Catalin Iacob <iacobcatalin@xxxxxxxxx> · Tue, 30 Oct 2012 01:11:31 +0100

As I increase concurrency I'm experiencing what I believe are too slow
queries given the minuscule amount of data in my tables.

I have 20 Django worker processes and use ab to generate 3000 requests
to a particular URL which is doing some read only queries. I ran this
with ab concurrency level set to 4, 12 and 20. With some aggregation
using pgbadger here are the results:

concurrency 4
Number of queries: 39,046
Total query duration: 4.255s
Slowest query: 33ms
Total taken to execute slowest query 6000 times: 1.633s
Number of queries taking over 100ms: 0
Number of queries taking over 50ms: 0
Number of queries taking over 25ms: 1
Number of queries taking over 10ms: 7

concurrency 12
Number of queries: 39,035
Total query duration: 7.435s
Slowest query: 174ms
Total taken to execute slowest query 6000 times: 2.617s
Number of queries taking over 100ms: 2
Number of queries taking over 50ms: 4
Number of queries taking over 25ms: 17
Number of queries taking over 10ms: 99

concurrency 20
Number of queries: 39,043
Total query duration: 11.614s
Slowest query: 198ms
Total taken to execute slowest query 6000 times: 4.286s
Number of queries taking over 100ms: 5
Number of queries taking over 50ms: 19
Number of queries taking over 25ms: 52
Number of queries taking over 10ms: 255

All tests have 0 INSERTs, 0 UPDATEs, 0 DELETEs, aprox. 18000 SELECTs
and 21000 OTHERs (Django's ORM sends a lot of SET TIME ZONE, SET
default_transaction_isolation TO 'READ committed'; etc)
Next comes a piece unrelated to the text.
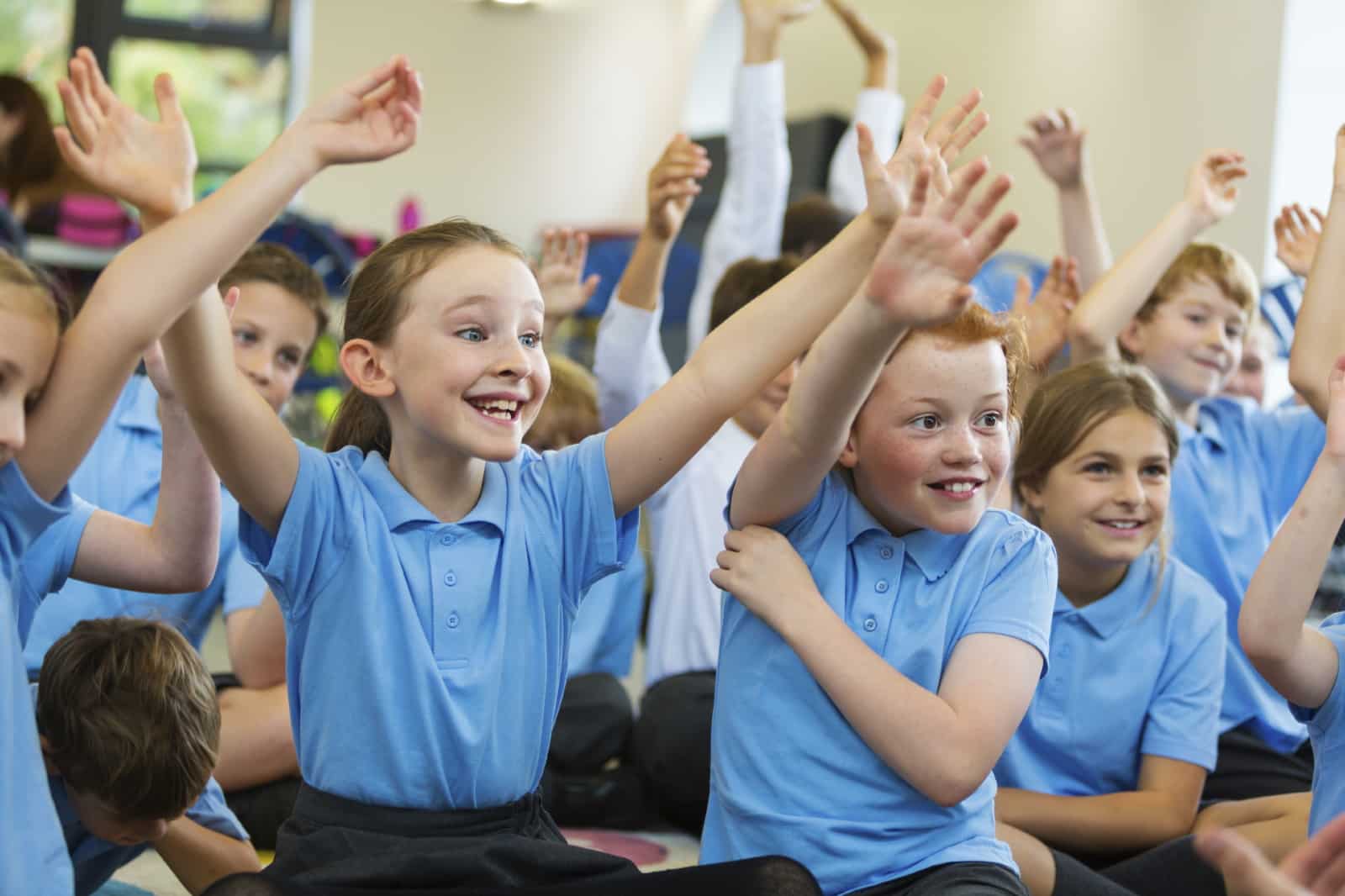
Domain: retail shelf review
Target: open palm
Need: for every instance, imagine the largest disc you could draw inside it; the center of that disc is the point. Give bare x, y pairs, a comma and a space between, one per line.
150, 165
The 3 queries that take longest in total are:
SELECT "django_site"."id", "django_site"."domain",
"django_site"."name", "vwf_customsite"."site_ptr_id",
"vwf_customsite"."geo_reference_id",
"vwf_customsite"."friendly_domain", "vwf_customsite"."ws_machine",
"vwf_customsite"."public", "vwf_customsite"."user_limit",
"vwf_customsite"."hidden_login_and_registration",
"vwf_customsite"."logo", "vwf_customsite"."LANGUAGE",
"vwf_customsite"."ga_tracker_id", "vwf_customsite"."always_running",
"vwf_customsite"."deleted", "vwf_customsite"."version",
"vwf_customsite"."contact_email" FROM "vwf_customsite" INNER JOIN
"django_site" ON ( "vwf_customsite"."site_ptr_id" = "django_site"."id"
) WHERE "vwf_customsite"."site_ptr_id" = 0;

SELECT "vwf_plugin"."id", "vwf_plugin"."name", "vwf_plugin"."site_id",
"vwf_plugin"."enabled" FROM "vwf_plugin" WHERE (
"vwf_plugin"."site_id" = 0 AND "vwf_plugin"."name" = '' ) ;

SELECT "django_site"."id", "django_site"."domain",
"django_site"."name" FROM "django_site" WHERE "django_site"."domain" =
'';

The tables are extremely small: django_site has 8 rows, vwf_customsite
has 7 and vwf_plugin 43. My intuition would say that for these read
only queries on tables this small no query should take more than 5 ms
even for a concurrency level of 20 and that performance shouldn't
degrade at all when going from 4 to 20 concurrent ab requests. The
CPUs are also used only about 10% so there should be plenty of
capacity for more concurrency.

The numbers above show a different situation though. The average for
the slowest query stays under 1ms but it grows when increasing
concurrency and there are spikes that really take too long IMO.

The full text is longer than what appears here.